The Volt has two shooting modes and the control scheme couldn’t possibly be any simpler. Once you hit the power button, the three lights on the back flash to indicate the system is powering up. You’ll feel the torque of the electric motor and see one blue light indicating you are in sport mode. Sport mode compensates for most types of movement and is the easiest mode to use. Press the single button on the back two times and you can switch to movie mode, which allows more experienced users to take greater control of the footage for effects like panning. A single press of the button goes back to the sport mode.
How you move while using the Volt is still very much important..
Even with quick pans, the camera stays level and stable. This is one of the Volt’s primary advantages over three-axis powered gimbals, which take time to “catch up” to your movements. But just like with other gimbals, how you move is still very important.
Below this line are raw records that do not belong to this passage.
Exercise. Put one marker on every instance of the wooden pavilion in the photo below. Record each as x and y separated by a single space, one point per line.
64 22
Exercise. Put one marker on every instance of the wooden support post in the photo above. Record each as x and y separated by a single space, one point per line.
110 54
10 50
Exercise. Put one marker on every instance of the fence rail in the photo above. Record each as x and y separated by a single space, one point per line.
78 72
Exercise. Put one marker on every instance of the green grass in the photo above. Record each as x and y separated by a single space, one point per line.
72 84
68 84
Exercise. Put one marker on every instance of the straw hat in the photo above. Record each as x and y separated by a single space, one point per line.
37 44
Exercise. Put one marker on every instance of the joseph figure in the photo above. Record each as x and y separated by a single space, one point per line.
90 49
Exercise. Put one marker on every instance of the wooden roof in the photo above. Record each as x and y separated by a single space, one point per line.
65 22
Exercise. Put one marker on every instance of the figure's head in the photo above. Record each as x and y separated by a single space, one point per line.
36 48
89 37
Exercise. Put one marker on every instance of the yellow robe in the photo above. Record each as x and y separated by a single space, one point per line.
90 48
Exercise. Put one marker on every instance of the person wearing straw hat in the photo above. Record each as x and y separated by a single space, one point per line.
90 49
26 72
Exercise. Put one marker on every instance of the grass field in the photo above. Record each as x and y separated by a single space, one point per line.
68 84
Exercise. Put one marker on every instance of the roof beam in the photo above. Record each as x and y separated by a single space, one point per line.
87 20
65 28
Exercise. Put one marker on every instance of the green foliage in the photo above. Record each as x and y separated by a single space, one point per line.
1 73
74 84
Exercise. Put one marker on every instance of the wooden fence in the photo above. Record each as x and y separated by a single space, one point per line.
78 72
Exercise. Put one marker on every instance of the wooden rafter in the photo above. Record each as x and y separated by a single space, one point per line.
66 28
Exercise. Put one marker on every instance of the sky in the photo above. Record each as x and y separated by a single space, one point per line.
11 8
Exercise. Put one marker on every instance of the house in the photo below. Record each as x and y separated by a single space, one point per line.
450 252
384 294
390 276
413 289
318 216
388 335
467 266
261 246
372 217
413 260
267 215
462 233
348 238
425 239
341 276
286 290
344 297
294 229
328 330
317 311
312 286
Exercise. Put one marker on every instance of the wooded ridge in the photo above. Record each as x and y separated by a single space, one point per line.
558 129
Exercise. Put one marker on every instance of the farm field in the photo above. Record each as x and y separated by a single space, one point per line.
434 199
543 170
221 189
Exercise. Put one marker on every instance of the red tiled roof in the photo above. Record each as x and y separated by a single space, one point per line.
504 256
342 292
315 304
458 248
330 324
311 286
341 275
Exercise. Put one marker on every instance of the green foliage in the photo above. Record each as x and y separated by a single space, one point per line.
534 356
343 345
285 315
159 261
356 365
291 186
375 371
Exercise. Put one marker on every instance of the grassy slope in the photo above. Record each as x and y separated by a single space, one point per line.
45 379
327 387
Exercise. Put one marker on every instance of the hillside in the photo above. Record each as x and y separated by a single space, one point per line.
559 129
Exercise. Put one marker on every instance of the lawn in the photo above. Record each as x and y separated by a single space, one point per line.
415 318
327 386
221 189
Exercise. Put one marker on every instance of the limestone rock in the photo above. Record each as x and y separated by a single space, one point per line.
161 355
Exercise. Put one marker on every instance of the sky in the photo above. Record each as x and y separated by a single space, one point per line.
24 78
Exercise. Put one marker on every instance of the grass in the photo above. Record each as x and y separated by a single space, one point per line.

The Volt doesn’t try to counteract vertical or horizontal shift — nor does any other three-axis gimbal — so there are noticeable up-and-down movements with every step you take while filming.
This works well if what you’re going for is a true point-of-view shot from a person’s perspective, but it’s not great if you want a perfectly level and smooth shot. This is where technique comes into play. You have to walk very carefully — fondly referred to as the “ninja walk” by many videographers — to smooth out your footsteps.
Unlike fully electronic gimbals, there’s no joystick to create smooth panning effects, but you can achieve this with very soft nudges with your thumb at the base of the platform. The perfect pan takes a bit of practice, but once you figure out just how much to move the base, you’ll get the speed you are looking for. And as you turn, the gimbal keeps in sync with your position, so the camera is always facing forward. You can also use the same thumb nudging to turn the camera positioning.
You can use the Volt with any camera app, including the native camera app.
The Volt works with any camera app, but Tiffen includes its Imagemaker App. The app has a handy level, and it’s easy to adjust exposure compensation to get a well exposed video. Unfortunately, the app goes to sleep mid-recording and tapping the screen to wake it up introduces a slight up and down movement that the gimbal doesn’t compensate for.
Tiffen says you’ll get about eight hours of battery life from the Volt. What’s more, if properly balanced, you don’t even need to turn the electronics on — the gimbal can still stabilize footage in 100-percent mechanical mode — but we definitely got better results in hybrid mode.
Is it Worth all the Hype?
While we were on the fence the first time we tried the Volt, we grew to love it the more we used it. It takes some practice, but the stabilization is solid once you get it. Overall, it’s an excellent smartphone gimbal, but isn’t quite as easy to jump into as fully electronic models, like the DJI Osmo+. Balancing the Volt is almost an art form in itself.
If you are looking for a gimbal that gets great video right out of the box, then the Volt probably isn’t for you. However, it has some advantages. It works with virtually any phone, or a GoPro, and if you’re willing to put in the time to master it, it allows for quick, precise pans that other gimbals simply can’t match.
The Volt is priced similarly to the competition at $195. This includes the gimbal, weights, two rechargeable batteries and charger, and a slip case for storage.